"Oh," she cried, breathlessly, "I'm not sure that I could tell it; at any rate, not as well as the author does; but I will read it to you if you like."
The story was about a man who had written a play, and who thought, as every playwright thinks, that it was a great addition to the drama, and would bring him fame and fortune. He took this play to a London manager, but heard nothing of it for a long time, and at last it was returned to him. Then, on going to a first night at the theatre to see a new tragedy, which this manager called his own, he was amazed to see his rejected play, with certain changes, produced upon the stage, and when the cry "Author! Author!" arose, he stood up in his place; but illness and privation had done their work, and he died proclaiming himself the author of the play.
"Ah," said the man, when the reading was finished, "I cannot tell you how much the story has interested me. I once was an actor myself, and anything pertaining to the stage appeals to me, although it is years since I saw a theatre. It must be hard luck to work for fame and then be cheated out of it, as was the man in the tale; but I suppose it sometimes happens, although, for the honesty of human nature, I hope not very often."
"Did you act under your own name, or did you follow the fashion so many of the profession adopt?" asked the girl, evidently interested when he spoke of the theatre.
The young man laughed for, perhaps, the first time on the voyage. "Oh," he answered, "I was not at all noted. I acted only in minor parts, and always under my own name, which, doubtless, you have never heard—it is Sidney Ormond."
"What!" cried the girl in amazement; "not Sidney Ormond the African traveller?"
The young man turned his wan face and large, melancholy eyes upon his questioner.

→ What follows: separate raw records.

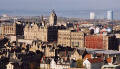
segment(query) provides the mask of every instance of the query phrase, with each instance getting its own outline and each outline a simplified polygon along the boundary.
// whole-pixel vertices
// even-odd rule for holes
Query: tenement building
[[[84,33],[76,30],[58,30],[58,45],[84,47]]]
[[[117,39],[113,35],[87,35],[85,47],[92,49],[117,50]]]
[[[57,26],[40,26],[33,23],[24,28],[24,39],[41,40],[45,42],[57,41]]]
[[[49,23],[50,26],[57,25],[57,15],[54,10],[50,14]]]
[[[23,25],[21,23],[1,23],[0,34],[1,35],[23,35]]]

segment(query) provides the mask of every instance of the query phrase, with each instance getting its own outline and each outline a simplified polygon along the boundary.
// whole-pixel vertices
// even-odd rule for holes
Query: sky
[[[0,0],[0,14],[76,10],[120,10],[120,0]],[[42,14],[44,14],[42,13]],[[77,14],[76,14],[77,15]]]

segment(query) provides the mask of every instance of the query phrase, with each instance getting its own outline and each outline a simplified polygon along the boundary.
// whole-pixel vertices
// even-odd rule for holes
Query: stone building
[[[58,30],[58,44],[83,48],[84,33],[75,30]]]
[[[87,35],[85,36],[85,47],[92,49],[117,50],[117,40],[112,35]]]
[[[50,14],[49,23],[50,23],[50,26],[53,26],[53,25],[57,24],[57,15],[56,15],[54,10]]]
[[[23,25],[18,23],[1,23],[1,35],[23,35]]]
[[[47,28],[35,23],[26,25],[24,28],[24,39],[47,41]]]
[[[40,26],[36,23],[26,25],[24,28],[24,39],[41,40],[45,42],[57,41],[57,26]]]

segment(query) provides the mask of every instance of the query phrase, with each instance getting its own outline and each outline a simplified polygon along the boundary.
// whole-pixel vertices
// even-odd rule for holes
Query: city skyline
[[[119,0],[1,0],[0,9],[47,10],[47,9],[119,9]]]

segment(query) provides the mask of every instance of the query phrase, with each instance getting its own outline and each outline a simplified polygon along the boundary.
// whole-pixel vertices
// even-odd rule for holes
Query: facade
[[[92,49],[117,50],[114,36],[107,35],[88,35],[85,36],[85,47]]]
[[[47,31],[46,27],[40,27],[35,23],[32,26],[26,25],[24,28],[24,39],[47,41]]]
[[[14,69],[14,65],[10,62],[6,65],[6,69]]]
[[[89,58],[83,62],[86,69],[101,69],[103,64],[102,58]]]
[[[53,26],[53,25],[57,24],[57,15],[56,15],[54,10],[50,14],[49,23],[50,23],[50,26]]]
[[[83,48],[84,33],[81,31],[58,30],[58,44]]]
[[[107,19],[113,20],[113,11],[107,11]]]
[[[119,65],[103,65],[101,69],[120,69]]]
[[[70,68],[70,65],[68,64],[56,64],[54,59],[50,62],[50,69],[68,69]]]
[[[1,35],[23,35],[23,25],[17,23],[1,23]]]
[[[94,12],[90,12],[90,19],[95,19],[95,13]]]
[[[26,25],[24,28],[24,39],[41,40],[45,42],[57,41],[57,26],[39,26],[36,23]]]

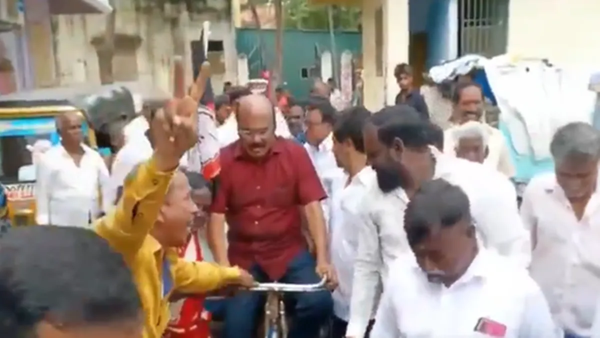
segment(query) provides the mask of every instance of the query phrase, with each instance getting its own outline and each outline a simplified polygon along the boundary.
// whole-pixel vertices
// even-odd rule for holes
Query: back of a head
[[[229,104],[229,96],[221,94],[215,97],[215,109],[218,110],[221,107]]]
[[[68,330],[131,321],[141,330],[142,315],[122,256],[94,232],[35,226],[0,238],[0,336],[34,337],[43,322]]]
[[[252,92],[250,91],[250,89],[248,87],[244,86],[233,86],[229,88],[229,90],[227,92],[227,94],[229,97],[229,102],[233,102],[251,94]]]
[[[600,160],[600,131],[589,123],[572,122],[559,128],[550,142],[554,161]]]
[[[334,126],[334,137],[340,142],[350,139],[356,150],[364,152],[362,128],[371,115],[371,112],[363,106],[343,110]]]
[[[415,108],[406,104],[386,107],[373,114],[370,122],[378,129],[379,140],[391,145],[394,139],[406,146],[419,148],[431,144],[431,127]]]
[[[452,132],[454,144],[463,139],[481,138],[484,145],[487,145],[489,133],[487,125],[478,121],[469,121],[456,127]]]
[[[467,194],[458,186],[439,178],[424,183],[404,212],[404,229],[411,246],[419,244],[437,228],[471,221]]]

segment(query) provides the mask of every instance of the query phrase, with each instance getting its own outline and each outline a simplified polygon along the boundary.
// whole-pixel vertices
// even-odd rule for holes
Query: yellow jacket
[[[98,234],[123,255],[131,269],[143,306],[145,338],[160,338],[164,331],[170,319],[169,297],[173,291],[205,293],[240,274],[237,268],[186,262],[174,249],[162,247],[149,234],[173,172],[158,171],[152,159],[139,166],[125,180],[115,211],[96,223]],[[169,267],[171,278],[164,279],[163,267]],[[163,292],[165,285],[169,289]]]

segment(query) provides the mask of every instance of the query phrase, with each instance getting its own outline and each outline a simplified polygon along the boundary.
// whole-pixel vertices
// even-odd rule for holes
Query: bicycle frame
[[[252,292],[266,292],[265,303],[265,338],[287,338],[287,322],[286,318],[283,294],[286,292],[312,292],[325,289],[327,279],[315,284],[289,284],[286,283],[261,283],[250,289]]]

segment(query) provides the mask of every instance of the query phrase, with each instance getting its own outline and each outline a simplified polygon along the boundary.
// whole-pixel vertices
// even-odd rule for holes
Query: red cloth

"I am certainly Sidney Ormond, an African traveller, but I don't think I deserve the 'the,' you know. I don't imagine anyone has heard of me through my travelling any more than through my acting."
"The Sidney Ormond I mean," she said, "went through Africa without firing a shot; whose book, A Mission of Peace, has been such a success, both in England and America. But, of course, you cannot be he; for I remember that Sidney Ormond is now lecturing in England to tremendous audiences all over the country. The Royal Geographical Society has given him medals or degrees, or something of that sort— perhaps it was Oxford that gave the degree. I am sorry I haven't his book with me, it would be sure to interest you; but some one on board is almost certain to have it, and I will try to get it for you. I gave mine to a friend in Cape Town. What a funny thing it is that the two names should be exactly the same."
"It is very strange," said Ormond gloomily, and his eyes again sought the horizon and he seemed to relapse into his usual melancholy.